Thursday, September 11, 2008

Intro to Colonial African American Life: 9/11/2008

The plight of African Americans seemed, on the surface, mostly bleak. The vast majority of African Americans in the colonies were enslaved, and the few who were free were often subject to discrimination by society. Slavery in the Chesapeake, however, was the focus of this article, and in particular the difference groups of slaves that came to dominate the Southern economy.

Slaves worked in several different areas that gave rise to different modes of work: in the field, in large plantation houses, and in urban environment. The article goes in-depth to explore urban slavery, a domain of slavery often forgotten in the face of the better remembered plantation slavery. The majority of slaves in the Chesapeake worked on farms and plantations, in particular plantations that grew tobacco. Tobacco was in important cash crop for Virginia in the Colonial era, and since it was a very labor intensive crop to grow, slaves were often the only people who appeared to be useful for such an enterprise.

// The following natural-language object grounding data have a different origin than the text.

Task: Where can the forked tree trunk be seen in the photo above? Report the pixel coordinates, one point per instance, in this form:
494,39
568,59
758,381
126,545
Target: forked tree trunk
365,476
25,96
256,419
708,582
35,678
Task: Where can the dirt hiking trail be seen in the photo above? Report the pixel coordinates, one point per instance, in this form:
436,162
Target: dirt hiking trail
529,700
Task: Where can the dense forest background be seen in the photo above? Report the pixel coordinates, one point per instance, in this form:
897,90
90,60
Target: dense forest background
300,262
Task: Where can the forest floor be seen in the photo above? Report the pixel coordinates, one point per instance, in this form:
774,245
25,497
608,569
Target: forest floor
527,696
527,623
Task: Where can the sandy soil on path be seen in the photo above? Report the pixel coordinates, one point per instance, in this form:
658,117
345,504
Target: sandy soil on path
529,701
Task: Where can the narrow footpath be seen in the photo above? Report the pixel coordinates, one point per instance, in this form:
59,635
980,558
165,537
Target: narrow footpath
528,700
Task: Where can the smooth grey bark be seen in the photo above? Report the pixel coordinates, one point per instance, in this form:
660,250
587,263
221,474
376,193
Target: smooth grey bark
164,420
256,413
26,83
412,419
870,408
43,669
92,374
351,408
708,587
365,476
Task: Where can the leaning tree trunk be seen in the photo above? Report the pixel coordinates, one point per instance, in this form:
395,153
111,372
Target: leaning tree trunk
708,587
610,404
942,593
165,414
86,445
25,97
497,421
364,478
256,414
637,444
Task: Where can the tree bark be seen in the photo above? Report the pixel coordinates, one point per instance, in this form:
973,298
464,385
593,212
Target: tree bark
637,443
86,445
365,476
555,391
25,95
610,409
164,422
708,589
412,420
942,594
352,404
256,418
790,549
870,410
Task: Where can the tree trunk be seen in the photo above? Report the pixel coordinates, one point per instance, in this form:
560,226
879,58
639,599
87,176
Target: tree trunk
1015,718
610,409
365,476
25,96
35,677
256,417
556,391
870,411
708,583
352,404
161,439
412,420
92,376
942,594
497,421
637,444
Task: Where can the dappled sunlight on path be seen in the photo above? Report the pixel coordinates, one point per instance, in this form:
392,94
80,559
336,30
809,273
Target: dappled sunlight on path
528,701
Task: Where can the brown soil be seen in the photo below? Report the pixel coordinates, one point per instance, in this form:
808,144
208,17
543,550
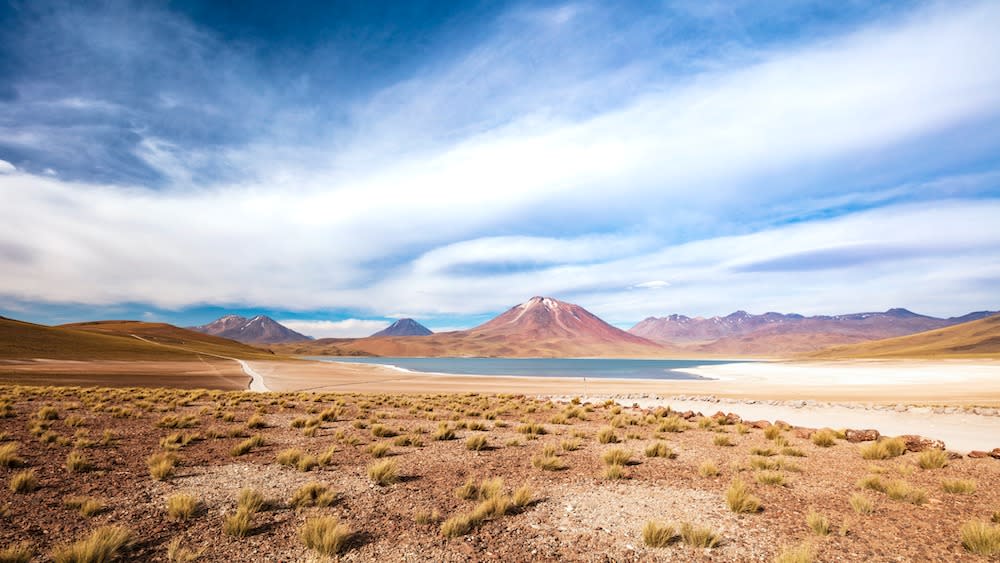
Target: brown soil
577,515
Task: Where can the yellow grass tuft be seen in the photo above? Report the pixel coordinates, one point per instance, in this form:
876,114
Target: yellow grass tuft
325,534
739,499
104,544
657,534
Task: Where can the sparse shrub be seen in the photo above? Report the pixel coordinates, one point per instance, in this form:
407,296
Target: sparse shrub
657,534
456,526
384,472
803,553
824,438
76,462
959,486
614,472
660,449
289,457
251,500
708,468
873,483
980,538
818,523
21,552
24,481
607,436
903,491
722,440
177,553
932,459
616,456
698,536
104,544
548,462
325,534
161,465
9,457
739,499
238,524
476,443
862,504
181,506
86,506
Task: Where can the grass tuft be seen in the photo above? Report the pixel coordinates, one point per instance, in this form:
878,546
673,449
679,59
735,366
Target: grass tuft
104,544
325,534
657,534
384,472
739,499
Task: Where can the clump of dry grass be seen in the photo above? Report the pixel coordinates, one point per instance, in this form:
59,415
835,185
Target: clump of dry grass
181,506
803,553
177,553
9,457
981,538
818,523
903,491
476,443
384,472
824,438
325,534
658,534
238,524
86,506
660,449
607,435
161,465
76,462
21,552
932,459
739,499
699,536
708,468
24,481
103,544
959,486
862,504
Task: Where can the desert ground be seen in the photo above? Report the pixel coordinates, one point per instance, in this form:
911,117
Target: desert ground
408,477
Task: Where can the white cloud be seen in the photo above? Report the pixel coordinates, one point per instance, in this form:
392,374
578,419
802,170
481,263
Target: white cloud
313,230
347,328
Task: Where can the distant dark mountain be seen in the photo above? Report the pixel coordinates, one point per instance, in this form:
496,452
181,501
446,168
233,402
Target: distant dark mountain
741,333
258,330
404,327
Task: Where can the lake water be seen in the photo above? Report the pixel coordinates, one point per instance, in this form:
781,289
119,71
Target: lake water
539,367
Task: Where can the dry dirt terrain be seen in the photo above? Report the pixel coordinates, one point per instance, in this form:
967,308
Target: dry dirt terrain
563,497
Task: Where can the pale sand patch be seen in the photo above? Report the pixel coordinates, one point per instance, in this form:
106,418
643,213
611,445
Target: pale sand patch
911,382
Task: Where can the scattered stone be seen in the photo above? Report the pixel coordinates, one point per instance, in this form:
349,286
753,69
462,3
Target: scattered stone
855,436
916,443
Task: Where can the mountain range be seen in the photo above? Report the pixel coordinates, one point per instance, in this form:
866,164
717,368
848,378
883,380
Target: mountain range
742,333
404,327
260,329
539,327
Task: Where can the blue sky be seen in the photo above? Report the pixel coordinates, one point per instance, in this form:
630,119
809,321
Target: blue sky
337,165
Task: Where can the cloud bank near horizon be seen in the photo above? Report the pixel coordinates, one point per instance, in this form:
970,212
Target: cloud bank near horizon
612,161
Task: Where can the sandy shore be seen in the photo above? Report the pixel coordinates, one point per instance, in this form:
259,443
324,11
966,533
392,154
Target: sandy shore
842,394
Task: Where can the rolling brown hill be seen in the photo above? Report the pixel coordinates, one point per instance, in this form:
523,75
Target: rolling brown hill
163,334
979,338
539,327
22,340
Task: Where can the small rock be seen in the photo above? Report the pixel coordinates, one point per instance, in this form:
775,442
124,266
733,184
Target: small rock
869,435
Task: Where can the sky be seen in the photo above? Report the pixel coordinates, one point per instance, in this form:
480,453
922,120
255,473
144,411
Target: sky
337,165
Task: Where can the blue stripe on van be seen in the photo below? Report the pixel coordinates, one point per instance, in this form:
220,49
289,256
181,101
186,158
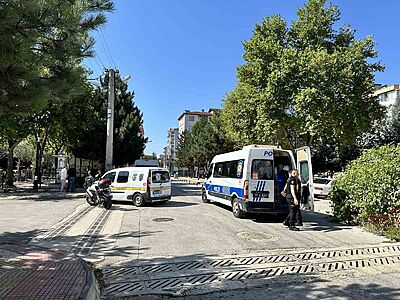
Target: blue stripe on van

The lives of slaves also plays a role in the article. Slaves often had very little privacy when living in an urban environment due their proximity with their masters. However, both slaves who worked in plantation houses, as well as slaves in an urban environment, were better off than slaves who worked in fields. It was almost a class structure within the slave community, with slaves who worked in the fields often seen as the most expendable, and least well treated, of the slaves in the Chesapeake region. Such diversity, as well as the region's dependence on the tobacco trade, led to the Chesapeake bearing a culture that was an amalgamation of African American and European cultures and thoughts.